Language-Informed Visual Concept Learning

Sharon Lee,Yunzhi Zhang,Shangzhe Wu,Jiajun Wu
2024-04-03
Abstract:Our understanding of the visual world is centered around various concept axes, characterizing different aspects of visual entities. While different concept axes can be easily specified by language, e.g. color, the exact visual nuances along each axis often exceed the limitations of linguistic articulations, e.g. a particular style of painting. In this work, our goal is to learn a language-informed visual concept representation, by simply distilling large pre-trained vision-language models. Specifically, we train a set of concept encoders to encode the information pertinent to a set of language-informed concept axes, with an objective of reproducing the input image through a pre-trained Text-to-Image (T2I) model. To encourage better disentanglement of different concept encoders, we anchor the concept embeddings to a set of text embeddings obtained from a pre-trained Visual Question Answering (VQA) model. At inference time, the model extracts concept embeddings along various axes from new test images, which can be remixed to generate images with novel compositions of visual concepts. With a lightweight test-time finetuning procedure, it can also generalize to novel concepts unseen at training.

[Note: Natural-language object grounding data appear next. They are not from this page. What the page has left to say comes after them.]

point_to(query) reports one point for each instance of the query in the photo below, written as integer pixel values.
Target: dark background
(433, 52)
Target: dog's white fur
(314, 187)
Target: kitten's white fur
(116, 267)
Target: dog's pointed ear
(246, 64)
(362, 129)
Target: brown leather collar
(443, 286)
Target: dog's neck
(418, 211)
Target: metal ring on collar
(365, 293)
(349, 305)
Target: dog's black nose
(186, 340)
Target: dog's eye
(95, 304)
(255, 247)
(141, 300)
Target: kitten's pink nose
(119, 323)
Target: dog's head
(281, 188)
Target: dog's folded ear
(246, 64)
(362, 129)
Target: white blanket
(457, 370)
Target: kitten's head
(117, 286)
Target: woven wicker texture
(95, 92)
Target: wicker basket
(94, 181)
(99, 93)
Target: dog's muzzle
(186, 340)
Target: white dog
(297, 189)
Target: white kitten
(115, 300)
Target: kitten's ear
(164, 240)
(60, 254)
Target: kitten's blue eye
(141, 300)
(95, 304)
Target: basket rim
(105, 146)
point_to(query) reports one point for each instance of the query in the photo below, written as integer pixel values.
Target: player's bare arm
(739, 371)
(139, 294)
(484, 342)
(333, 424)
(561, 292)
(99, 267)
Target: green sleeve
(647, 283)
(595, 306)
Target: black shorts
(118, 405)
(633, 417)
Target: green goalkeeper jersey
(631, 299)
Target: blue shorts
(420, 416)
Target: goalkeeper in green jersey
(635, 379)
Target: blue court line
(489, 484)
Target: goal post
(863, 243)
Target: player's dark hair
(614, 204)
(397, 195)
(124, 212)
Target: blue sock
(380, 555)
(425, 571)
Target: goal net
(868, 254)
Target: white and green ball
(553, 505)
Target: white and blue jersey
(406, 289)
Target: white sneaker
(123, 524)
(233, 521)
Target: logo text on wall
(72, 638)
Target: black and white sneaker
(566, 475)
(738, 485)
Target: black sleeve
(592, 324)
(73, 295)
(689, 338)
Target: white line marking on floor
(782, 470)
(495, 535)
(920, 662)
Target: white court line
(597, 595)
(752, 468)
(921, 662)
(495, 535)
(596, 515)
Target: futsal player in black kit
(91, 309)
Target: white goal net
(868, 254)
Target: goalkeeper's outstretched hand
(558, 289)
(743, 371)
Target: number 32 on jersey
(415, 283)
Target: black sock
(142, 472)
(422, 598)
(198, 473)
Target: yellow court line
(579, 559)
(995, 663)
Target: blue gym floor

Computer Vision and Pattern Recognition
What problem does this paper attempt to address?
The problem this paper attempts to address is how to extract visual concepts related to language-specified concept axes (such as category, color, material, etc.) from images and recombine these concepts to generate new images. Specifically, the authors aim to develop a framework that learns a language-guided visual concept representation by distilling pre-trained vision-language models. This representation should have the following characteristics: 1. **Fine-grained visual details**: Unlike traditional text-to-image generation, this method aims to capture more subtle visual differences, not just general vocabulary descriptions. 2. **Shared concept structure**: Share the same concepts across different image instances (e.g., "red" can apply to "red apple" and "red dress") and be able to recombine these concepts to generate new images. 3. **Decoupled concept axes**: Ensure the decoupling between each concept axis so that modifying a single concept axis does not affect other axes. To achieve this goal, the authors designed a method that trains a set of concept encoders to extract specific concept embeddings from images and uses pre-trained text-to-image generation models and visual question answering models to optimize these embeddings. The specific steps include: - **Concept embedding extraction**: Train concept encoders to extract information related to specific concept axes from images. - **Reconstruct input images**: Ensure that the extracted concept embeddings can reconstruct the original input images through pre-trained text-to-image generation models. - **Text anchoring**: Query pre-trained visual question answering models (such as BLIP-2) to obtain text embeddings related to specific concept axes as anchors to optimize the decoupling of concept embeddings. Additionally, this method can adapt to unseen concepts during testing through a lightweight fine-tuning process, thereby enhancing the model's generalization ability. In summary, the goal of this paper is to develop an efficient and flexible method for extracting and recombining visual concepts from images to generate new images with novel combinations.